Sayıştay raporlarında, kamu kuruluşlarının trafik kazasına karıştığında karşı taraf kusurlu olsa bile değer kaybı talep etmedikleri tespit edilmiş. Karasu, “trafik kazalarına karışan idare araçları için … karşı tarafın kusurlu olduğu hallerde herhangi bir değer düşüklüğü talebinde bulunulmadığı görülmüştür” ifadesiyle bu uygulamanın yaygınlığını vurguluyor. Yazara göre, şehir idareleri bu tür alacakları sistematik olarak takibe almadığında, kamunun kaynakları gereksiz şekilde zayıflatılmış oluyor.

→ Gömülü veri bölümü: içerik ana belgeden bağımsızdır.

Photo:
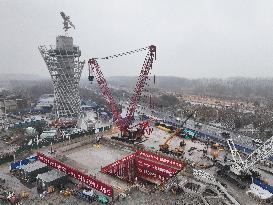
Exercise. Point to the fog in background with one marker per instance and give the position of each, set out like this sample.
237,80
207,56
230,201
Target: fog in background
195,39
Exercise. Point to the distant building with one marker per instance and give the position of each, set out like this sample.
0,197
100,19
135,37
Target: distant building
45,101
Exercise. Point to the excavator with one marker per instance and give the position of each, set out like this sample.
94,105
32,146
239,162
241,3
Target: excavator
177,151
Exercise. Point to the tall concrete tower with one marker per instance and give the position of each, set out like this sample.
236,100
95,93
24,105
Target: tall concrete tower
64,65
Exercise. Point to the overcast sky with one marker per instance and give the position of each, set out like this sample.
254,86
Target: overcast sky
195,38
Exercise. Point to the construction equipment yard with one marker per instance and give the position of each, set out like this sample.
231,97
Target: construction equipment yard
128,146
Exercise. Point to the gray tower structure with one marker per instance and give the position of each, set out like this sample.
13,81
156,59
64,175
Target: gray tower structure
64,65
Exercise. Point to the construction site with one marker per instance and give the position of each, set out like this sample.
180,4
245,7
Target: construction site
132,156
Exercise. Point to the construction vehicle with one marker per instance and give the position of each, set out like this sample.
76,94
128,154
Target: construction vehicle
240,171
165,147
128,134
178,151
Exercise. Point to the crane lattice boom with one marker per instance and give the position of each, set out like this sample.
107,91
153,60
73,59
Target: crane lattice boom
123,124
260,154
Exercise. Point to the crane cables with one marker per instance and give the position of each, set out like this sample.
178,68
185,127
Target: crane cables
124,53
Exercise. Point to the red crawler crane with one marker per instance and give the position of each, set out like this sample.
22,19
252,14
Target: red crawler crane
124,124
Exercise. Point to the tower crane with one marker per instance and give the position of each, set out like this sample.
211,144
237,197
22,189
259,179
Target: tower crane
240,167
240,170
124,124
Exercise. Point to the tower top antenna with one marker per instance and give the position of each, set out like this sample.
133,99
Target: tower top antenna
67,22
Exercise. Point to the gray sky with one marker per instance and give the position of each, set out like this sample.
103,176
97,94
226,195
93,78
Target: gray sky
195,38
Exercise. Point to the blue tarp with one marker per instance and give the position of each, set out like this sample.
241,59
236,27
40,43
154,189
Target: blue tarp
16,165
263,185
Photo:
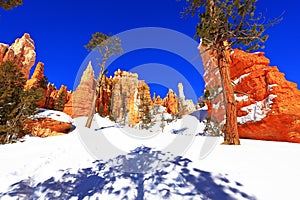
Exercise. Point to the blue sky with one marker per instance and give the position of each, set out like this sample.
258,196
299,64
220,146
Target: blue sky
60,29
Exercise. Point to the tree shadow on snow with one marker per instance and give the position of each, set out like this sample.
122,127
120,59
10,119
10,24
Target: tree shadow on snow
148,173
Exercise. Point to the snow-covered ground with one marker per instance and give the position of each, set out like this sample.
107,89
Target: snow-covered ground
69,167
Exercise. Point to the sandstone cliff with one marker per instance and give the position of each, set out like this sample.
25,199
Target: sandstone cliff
21,52
171,102
82,97
268,105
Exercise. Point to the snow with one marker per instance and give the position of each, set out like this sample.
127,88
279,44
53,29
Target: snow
55,115
257,111
239,80
64,168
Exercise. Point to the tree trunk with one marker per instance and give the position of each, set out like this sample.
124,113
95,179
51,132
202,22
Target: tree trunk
96,93
92,111
230,129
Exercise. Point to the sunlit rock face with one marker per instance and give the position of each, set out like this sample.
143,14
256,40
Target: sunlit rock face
21,52
82,97
171,102
268,106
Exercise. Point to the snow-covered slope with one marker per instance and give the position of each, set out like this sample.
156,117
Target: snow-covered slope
62,168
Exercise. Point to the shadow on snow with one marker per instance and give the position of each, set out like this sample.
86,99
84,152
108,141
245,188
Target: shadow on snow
149,173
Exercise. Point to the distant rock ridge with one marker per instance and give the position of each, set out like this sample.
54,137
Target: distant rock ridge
22,53
268,106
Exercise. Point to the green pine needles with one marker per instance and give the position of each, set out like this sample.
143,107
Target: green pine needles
16,104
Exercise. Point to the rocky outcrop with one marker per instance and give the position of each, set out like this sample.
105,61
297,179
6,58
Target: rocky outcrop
105,92
186,106
82,97
68,108
171,102
45,127
268,105
158,100
272,101
21,52
125,97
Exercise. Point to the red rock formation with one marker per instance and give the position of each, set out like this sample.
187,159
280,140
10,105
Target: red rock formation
268,105
68,109
280,99
83,95
21,52
171,102
158,101
104,100
36,81
44,127
125,86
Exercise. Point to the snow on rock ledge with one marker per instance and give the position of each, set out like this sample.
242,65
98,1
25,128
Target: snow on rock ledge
50,123
268,106
271,110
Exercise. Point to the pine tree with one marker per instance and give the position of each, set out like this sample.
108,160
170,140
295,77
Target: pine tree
10,4
16,104
225,24
59,104
106,46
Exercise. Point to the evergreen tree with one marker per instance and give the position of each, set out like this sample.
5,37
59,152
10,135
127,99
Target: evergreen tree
16,104
106,46
59,104
225,24
10,4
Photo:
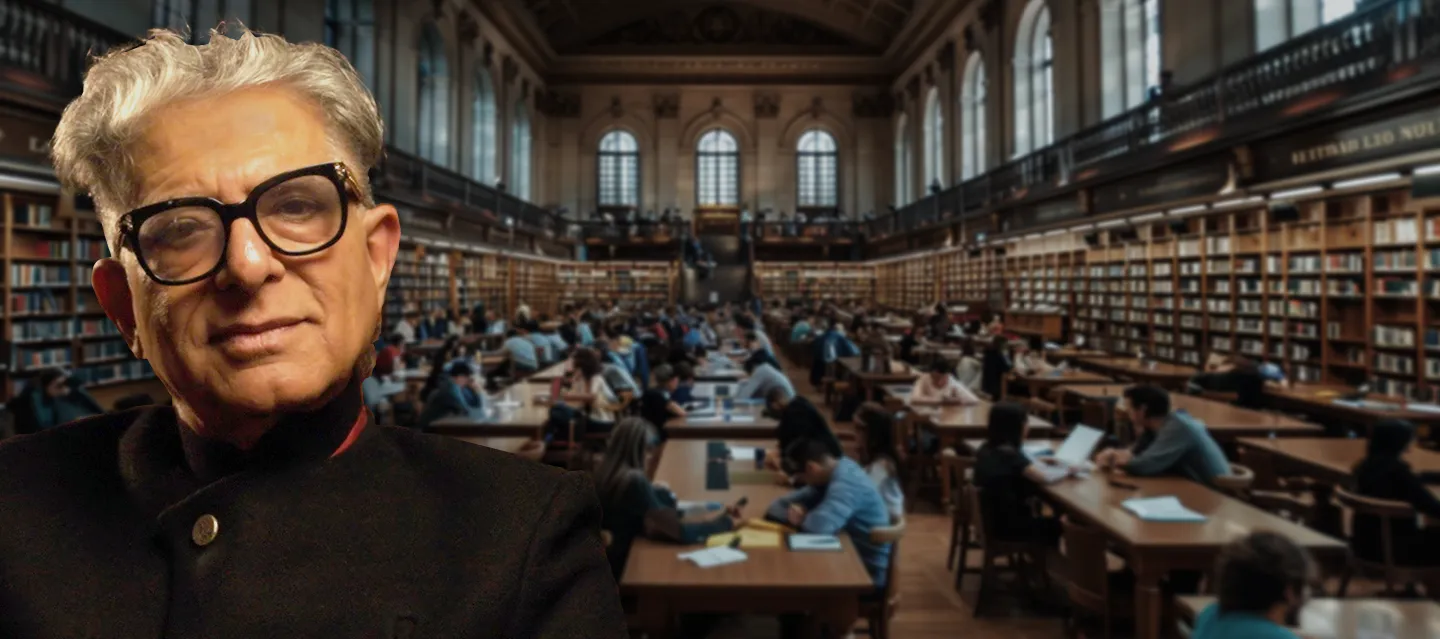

Karasu, sorunların çözümü için kamu kurumları arasında değer kaybı alacaklarının düzenli denetimine, finansal sorumluluk bilincine ve Hazine ile Maliye Bakanlığı düzeyinde yönlendirici bir genelgeye ihtiyaç olduğunu savunuyor. Ayrıca, KTK 90. maddenin değer kaybı bölümüne dair Anayasa Mahkemesinin iptal kararının neticesinde, değer kaybı bedelinin yalnızca genel şartlara bağlı formüle göre belirlenemeyeceğini aktarıyor.